The book, which is published by The Crowood Press, includes hundreds of historic and modern photos and original paintings that offer a detailed study of the art and science behind each sculpture, and covers:
- How prehistoric life and the geological record was reconstructed at life-size for the first time in the 1850s, detailing how the models and their associated geological landscape were rationalised from scientific data before being rendered in iron and concrete.
- How palaeoartists and palaeontologists view them today, with a discussion of their historical reconstructions and the debates about the animals over time.
- An evaluation of the roles performed by the site’s consultant, the historically controversial scientist Richard Owen, and its visionary artist, Benjamin Waterhouse Hawkins.
These sculptures and landscapes have been a gateway to the wondrous ideas of Deep Time and to teaching us how scientific ideas come to life since 1854. These Victorian creations can still teach us a lot today about science, art and history. I hope this book will continue to bring those important messages to many generations of curious minds.
Dr Witton said: “The Crystal Palace Dinosaurs are the world’s first major palaeoart project and they played a significant role in making geological sciences accessible to the public. This is the most detailed and complete history of these world-famous sculptures yet, reinforcing their status as masterworks of education and palaeoartistry.”

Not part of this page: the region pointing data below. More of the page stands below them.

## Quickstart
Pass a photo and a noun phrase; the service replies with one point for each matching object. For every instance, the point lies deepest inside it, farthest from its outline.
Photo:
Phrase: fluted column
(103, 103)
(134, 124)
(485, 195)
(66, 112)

Unfortunately, conservation risks have faced generations of custodians keeping the display intact, and the challenges still face the site today.
Dr Michel, who is co-founder and chair of the Friends of Crystal Palace Dinosaurs, said: “The need for greater care, maintenance and research in the Geological Court is even more urgent than anyone knew as the site has suffered more damage than we thought. Through this book, we want to show the importance of conserving these endangered sculptures for the next generation.”
All authors’ royalties from the book will support the charity Friends of Crystal Palace Dinosaurs to help in the conservation and interpretation of the models.